“Go on, now.” Wido shooed her toward the house.
Relenting, Gisela turned and ran inside. She stirred up the dwindling fire in the great hall but dared not add any more wood. Her stepmother did not allow her to “waste” wood. Shivering, she stepped inside the giant fireplace and knelt among the dying embers where it was warm. Her dress was already dirty from the ashes in her bedchamber fireplace, in addition to being torn and permanently stained over most of the fabric, as it was a cast-off of a former servant, having been altered to fit her eight-year-old body. Besides, she could wash it tomorrow.
She put her cold fingers under her arms and leaned her shoulder against the heat of the fireplace bricks. “I don’t care what they think of me. I don’t care what they do.” If her father was here, he’d never let her stepmother deny her a fire in her room or treat Gisela like a servant. But she reminded herself she didn’t care.
She imagined her father and mother in heaven, picturing how they would welcome her—hugging her, kissing her, their arms warming her.

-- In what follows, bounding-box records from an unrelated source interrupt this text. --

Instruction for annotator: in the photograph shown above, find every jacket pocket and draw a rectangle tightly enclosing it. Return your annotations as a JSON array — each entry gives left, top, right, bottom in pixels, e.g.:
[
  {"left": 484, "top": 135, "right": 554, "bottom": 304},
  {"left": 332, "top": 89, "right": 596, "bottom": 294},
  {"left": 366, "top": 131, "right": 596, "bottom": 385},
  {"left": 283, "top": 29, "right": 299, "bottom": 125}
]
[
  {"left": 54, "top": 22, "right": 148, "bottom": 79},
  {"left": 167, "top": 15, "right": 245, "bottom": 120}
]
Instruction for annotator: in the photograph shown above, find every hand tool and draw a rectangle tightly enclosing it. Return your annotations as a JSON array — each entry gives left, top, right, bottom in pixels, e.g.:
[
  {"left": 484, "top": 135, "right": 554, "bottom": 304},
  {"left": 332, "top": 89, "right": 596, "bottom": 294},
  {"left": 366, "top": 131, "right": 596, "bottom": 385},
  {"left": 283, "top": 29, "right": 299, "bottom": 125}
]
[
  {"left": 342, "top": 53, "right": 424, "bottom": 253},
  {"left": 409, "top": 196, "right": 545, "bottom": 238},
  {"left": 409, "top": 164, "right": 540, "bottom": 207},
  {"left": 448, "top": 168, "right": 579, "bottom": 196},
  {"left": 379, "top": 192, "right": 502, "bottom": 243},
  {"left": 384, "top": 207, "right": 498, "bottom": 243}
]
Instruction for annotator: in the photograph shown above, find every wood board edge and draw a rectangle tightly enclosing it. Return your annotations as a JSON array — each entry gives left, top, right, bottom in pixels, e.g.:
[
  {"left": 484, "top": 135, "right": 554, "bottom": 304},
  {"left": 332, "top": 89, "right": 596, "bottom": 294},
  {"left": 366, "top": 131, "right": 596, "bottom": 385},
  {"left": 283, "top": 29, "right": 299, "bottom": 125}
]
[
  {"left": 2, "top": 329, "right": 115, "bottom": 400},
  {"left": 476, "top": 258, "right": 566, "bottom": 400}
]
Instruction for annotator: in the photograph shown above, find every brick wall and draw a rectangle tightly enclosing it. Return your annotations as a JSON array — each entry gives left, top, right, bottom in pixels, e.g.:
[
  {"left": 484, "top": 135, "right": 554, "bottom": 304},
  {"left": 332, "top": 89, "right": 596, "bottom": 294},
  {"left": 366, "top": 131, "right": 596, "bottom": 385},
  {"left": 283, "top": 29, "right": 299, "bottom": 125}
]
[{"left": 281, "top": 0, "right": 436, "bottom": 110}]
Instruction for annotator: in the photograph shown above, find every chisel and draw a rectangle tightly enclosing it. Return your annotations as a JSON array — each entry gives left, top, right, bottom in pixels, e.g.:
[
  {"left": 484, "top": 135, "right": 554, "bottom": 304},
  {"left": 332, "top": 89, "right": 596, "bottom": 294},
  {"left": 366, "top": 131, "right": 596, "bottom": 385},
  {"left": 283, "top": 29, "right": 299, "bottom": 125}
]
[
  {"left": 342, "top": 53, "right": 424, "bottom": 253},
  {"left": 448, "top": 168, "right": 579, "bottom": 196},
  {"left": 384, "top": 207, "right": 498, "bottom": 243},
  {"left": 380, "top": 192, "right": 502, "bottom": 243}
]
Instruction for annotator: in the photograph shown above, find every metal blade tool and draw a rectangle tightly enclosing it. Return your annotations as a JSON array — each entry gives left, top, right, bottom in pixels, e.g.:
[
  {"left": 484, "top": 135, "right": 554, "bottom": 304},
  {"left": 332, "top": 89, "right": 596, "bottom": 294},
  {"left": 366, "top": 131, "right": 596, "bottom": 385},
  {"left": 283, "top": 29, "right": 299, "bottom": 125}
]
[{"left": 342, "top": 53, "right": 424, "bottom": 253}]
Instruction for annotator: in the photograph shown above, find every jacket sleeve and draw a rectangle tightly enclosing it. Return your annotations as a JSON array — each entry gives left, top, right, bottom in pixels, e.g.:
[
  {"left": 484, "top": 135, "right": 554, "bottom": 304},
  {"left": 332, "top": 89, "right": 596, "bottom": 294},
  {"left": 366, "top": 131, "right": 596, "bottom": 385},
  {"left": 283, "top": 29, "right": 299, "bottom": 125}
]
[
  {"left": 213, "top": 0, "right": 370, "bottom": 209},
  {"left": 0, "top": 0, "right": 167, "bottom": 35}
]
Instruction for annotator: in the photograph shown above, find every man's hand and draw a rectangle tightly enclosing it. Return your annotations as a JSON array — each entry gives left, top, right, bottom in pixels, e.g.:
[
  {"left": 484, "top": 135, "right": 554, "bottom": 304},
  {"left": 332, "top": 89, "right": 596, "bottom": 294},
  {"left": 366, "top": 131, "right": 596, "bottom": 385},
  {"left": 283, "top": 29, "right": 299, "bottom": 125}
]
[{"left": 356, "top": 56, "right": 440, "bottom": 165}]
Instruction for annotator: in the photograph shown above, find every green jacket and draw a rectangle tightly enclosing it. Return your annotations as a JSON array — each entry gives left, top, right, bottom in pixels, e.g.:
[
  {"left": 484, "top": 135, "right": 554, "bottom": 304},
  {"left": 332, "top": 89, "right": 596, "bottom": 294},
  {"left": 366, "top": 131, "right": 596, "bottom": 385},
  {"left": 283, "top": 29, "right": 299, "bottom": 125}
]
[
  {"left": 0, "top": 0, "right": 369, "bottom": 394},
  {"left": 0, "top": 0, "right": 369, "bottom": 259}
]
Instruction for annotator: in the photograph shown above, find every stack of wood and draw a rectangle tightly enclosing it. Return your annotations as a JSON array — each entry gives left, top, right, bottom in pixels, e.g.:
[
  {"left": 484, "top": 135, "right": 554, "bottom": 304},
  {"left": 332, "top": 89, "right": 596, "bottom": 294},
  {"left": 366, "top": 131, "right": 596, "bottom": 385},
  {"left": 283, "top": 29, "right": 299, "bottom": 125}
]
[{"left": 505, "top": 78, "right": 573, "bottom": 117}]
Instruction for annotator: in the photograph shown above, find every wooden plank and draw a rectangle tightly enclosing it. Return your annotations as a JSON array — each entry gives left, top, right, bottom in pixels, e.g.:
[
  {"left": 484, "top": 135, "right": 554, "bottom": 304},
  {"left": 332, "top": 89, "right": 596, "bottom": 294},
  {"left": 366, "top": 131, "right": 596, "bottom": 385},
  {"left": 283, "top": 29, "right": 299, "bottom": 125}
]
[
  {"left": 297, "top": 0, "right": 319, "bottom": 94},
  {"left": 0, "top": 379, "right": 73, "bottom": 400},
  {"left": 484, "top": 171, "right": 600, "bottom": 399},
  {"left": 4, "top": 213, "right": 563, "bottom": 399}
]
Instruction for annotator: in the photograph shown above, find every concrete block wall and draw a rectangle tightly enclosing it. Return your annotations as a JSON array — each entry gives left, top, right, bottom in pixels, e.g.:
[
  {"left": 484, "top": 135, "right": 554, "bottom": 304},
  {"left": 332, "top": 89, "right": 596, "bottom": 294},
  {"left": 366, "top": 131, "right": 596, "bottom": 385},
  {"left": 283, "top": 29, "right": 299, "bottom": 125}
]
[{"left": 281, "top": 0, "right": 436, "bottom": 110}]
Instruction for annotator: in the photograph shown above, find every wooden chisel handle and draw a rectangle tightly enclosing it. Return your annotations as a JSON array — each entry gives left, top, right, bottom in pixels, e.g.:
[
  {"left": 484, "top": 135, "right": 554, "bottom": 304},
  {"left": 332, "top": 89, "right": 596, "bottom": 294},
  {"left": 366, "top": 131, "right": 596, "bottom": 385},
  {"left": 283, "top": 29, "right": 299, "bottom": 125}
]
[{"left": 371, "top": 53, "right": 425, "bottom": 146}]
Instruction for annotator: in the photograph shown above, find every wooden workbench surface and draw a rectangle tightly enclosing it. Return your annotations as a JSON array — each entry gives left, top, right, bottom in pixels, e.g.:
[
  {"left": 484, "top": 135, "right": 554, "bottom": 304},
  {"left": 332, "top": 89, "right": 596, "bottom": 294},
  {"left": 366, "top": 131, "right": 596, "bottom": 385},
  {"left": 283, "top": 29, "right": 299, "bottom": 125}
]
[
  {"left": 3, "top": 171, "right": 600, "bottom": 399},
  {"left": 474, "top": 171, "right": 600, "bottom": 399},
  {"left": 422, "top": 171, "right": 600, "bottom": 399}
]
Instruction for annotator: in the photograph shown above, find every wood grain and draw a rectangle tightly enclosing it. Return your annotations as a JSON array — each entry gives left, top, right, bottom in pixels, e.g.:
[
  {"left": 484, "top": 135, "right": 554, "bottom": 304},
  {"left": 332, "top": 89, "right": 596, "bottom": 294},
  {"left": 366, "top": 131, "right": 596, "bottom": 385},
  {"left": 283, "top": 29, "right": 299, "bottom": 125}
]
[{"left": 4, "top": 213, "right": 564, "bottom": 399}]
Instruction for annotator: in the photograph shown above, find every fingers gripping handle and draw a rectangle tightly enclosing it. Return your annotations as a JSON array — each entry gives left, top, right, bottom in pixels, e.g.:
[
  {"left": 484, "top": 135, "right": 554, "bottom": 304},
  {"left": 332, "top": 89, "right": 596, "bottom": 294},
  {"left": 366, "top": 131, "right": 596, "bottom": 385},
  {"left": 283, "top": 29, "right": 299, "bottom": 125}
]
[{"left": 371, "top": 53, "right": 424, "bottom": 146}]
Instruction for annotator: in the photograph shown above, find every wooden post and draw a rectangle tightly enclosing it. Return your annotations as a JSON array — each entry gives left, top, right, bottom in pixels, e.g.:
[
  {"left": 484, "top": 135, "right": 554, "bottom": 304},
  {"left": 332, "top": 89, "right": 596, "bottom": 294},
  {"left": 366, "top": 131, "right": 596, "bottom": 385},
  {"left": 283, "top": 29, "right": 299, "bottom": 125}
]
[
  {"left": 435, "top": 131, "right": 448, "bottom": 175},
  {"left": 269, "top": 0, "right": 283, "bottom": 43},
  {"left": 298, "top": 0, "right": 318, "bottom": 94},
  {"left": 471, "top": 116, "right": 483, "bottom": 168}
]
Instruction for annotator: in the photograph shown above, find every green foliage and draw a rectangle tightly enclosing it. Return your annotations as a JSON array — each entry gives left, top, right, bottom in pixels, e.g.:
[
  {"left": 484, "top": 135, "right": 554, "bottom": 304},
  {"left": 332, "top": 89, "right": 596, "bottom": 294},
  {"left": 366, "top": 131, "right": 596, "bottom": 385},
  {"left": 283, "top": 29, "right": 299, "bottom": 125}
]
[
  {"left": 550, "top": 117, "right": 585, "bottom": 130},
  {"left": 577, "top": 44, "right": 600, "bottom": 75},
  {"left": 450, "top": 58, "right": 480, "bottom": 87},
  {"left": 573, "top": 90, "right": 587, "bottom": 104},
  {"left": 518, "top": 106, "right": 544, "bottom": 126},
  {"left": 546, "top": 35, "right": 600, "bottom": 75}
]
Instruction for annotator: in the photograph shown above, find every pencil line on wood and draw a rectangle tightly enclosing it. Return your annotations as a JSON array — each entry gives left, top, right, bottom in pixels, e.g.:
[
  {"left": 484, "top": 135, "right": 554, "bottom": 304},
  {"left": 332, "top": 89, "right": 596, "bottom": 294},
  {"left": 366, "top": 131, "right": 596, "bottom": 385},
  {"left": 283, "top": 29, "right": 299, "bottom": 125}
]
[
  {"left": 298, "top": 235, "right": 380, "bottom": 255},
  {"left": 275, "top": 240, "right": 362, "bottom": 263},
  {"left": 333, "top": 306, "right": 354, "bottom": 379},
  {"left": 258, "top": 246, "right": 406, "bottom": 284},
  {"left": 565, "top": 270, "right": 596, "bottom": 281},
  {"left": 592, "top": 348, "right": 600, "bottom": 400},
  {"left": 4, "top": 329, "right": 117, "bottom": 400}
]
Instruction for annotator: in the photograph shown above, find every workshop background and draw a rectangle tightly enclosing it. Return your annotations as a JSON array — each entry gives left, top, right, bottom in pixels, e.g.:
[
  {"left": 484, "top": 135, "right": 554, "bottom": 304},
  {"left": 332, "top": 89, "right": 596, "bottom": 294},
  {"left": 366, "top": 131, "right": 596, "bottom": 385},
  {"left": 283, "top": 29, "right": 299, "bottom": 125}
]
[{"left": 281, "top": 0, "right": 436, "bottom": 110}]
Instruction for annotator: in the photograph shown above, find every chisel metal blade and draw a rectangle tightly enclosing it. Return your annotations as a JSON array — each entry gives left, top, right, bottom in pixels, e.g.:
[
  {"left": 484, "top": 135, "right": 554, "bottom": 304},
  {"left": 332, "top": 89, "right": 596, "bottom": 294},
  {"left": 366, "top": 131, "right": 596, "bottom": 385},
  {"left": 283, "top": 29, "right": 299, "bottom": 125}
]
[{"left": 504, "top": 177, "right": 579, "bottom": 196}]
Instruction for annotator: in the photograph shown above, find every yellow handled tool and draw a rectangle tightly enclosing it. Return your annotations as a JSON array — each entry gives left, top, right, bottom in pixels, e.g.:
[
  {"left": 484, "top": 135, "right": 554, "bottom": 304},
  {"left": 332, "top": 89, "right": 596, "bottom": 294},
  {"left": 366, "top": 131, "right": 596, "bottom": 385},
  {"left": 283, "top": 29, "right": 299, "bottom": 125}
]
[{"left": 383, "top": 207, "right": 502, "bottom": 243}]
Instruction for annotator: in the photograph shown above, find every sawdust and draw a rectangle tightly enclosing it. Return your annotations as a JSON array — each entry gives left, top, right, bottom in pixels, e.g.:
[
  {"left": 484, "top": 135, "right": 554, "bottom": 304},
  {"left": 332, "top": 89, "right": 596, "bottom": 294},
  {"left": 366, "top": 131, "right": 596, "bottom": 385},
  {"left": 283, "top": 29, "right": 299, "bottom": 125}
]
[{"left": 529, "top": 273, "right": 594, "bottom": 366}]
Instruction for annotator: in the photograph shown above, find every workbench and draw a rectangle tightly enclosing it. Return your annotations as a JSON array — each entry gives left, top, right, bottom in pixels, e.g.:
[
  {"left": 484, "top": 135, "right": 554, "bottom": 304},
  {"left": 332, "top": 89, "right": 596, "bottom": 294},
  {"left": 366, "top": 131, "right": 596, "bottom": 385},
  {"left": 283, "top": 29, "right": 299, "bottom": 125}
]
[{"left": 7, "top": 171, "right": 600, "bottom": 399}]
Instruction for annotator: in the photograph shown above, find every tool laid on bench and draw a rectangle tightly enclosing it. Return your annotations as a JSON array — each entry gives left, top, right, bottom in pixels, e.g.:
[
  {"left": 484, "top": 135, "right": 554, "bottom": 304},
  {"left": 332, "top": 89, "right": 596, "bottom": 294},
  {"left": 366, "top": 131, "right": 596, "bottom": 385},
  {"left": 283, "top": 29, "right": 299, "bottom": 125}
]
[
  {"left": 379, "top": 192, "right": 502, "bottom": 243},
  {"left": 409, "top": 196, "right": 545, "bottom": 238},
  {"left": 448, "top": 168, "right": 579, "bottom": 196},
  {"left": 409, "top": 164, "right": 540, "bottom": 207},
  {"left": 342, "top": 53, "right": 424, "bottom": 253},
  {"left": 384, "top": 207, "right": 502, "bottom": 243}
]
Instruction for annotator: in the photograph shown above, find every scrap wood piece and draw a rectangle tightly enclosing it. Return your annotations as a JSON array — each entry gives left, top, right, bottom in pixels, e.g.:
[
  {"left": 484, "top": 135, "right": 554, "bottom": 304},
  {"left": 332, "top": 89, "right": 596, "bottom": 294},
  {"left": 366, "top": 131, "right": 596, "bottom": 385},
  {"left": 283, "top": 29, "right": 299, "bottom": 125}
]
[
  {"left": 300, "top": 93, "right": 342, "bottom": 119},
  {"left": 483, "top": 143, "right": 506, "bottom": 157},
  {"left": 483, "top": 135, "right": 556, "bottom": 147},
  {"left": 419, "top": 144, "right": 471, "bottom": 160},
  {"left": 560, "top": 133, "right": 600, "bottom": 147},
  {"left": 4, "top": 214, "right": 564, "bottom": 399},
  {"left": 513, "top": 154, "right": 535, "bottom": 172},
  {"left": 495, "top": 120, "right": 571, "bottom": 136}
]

The thought was so comforting, she relaxed inside the fireplace, leaning her cheek against her folded hands.
Gisela woke to cackling laughter. She opened her eyes to her stepmother and stepsisters standing in front of the fireplace.
Irma pointed her skinny finger at Gisela, her face twisted in a sneer. “Lying in the cinders like an addlepate.”
“She’s filthy.” Contzel wrinkled her nose.
Evfemia planted her fists on her hips. “Get up from there, you ridiculous girl, and go to your chamber. You shall scrub every inch of the floor from this fireplace to your door, as you couldn’t possibly make a step without strewing filth everywhere. I don’t know where you got such a notion, to sit in the fireplace among the cinders.”
Gisela stood.
Irma clapped her hands and squealed. “I know. Instead of Gisela, we’ll call her Cinders-ela.” All three of them laughed.
“Cindersela!” “Always dirty!” “The girl who smells like cinders and horses.”
With the taunts and laughter ringing in her ears, Gisela walked with her head held high all the way up the stairs to her room.
Gisela changed out of her ragged work clothes, put on her nightdress, and washed her face in the cold water of her basin. Today she had washed every window on all three floors of the house, she’d helped Wido muck out the stables, and she’d mended two of Irma’s dresses. She had cleaned up the mess Contzel’s puppy made in the dining hall. And she cleaned the mess the puppy made on the stairs. And in the solar. And in Contzel’s chamber. And then the snippy animal bit her on the ankle.
She did not like that dog.
Gisela wrapped herself in a blanket and sat on the bench in front of her window. Across the hills, over the city wall to the north, stood Hagenheim Castle, barely visible through the deepening night except for its five towers interrupting the horizon. The castle towers’ lit windows seemed to carry her back to a year ago.
When she was still seven, and before her father died, the Duke of Hagenheim and his oldest son, Valten, had come to buy a horse from her father, because, as Father said, he bred and raised the best horses in the region. Valten wanted a war horse, a destrier that would serve him as he practiced jousting and other war games.
The two of them, Duke Wilhelm and his son, rode up the lane to her house. Duke Wilhelm and her father greeted each other like old friends. The duke’s son was fourteen, and Gisela had been seven. Valten was already quite as tall as her father and broad-shouldered. She remembered his hair was blond, and he’d looked at her with keen eyes and a sober expression.
Within the first moments, she decided she did not like him. He had come to take one of her horses away, and worst of all, this boy meant to ride her horse in the lists. She didn’t want one of her horses competing in the dangerous joust, risking serious injuries with each charge.
But the boy and his father treated the horses gently and respectfully. From several feet away she had watched as they examined all the youngest destriers. By the time the duke’s son made his choice, Gisela realized he would love the horse, would take care of him. The horse would have many adventures with the duke’s son, more than Gisela could give him.
As their fathers settled their price, Gisela watched Valten — she was supposed to call him Lord Hamlin, as he was the Earl of Hamlin, but she thought his given name suited him better — as the young earl rubbed the horse’s nose and cheek and talked softly to him.
“He likes carrots.”
Valten turned and looked at her. “Then I shall make sure he gets some.”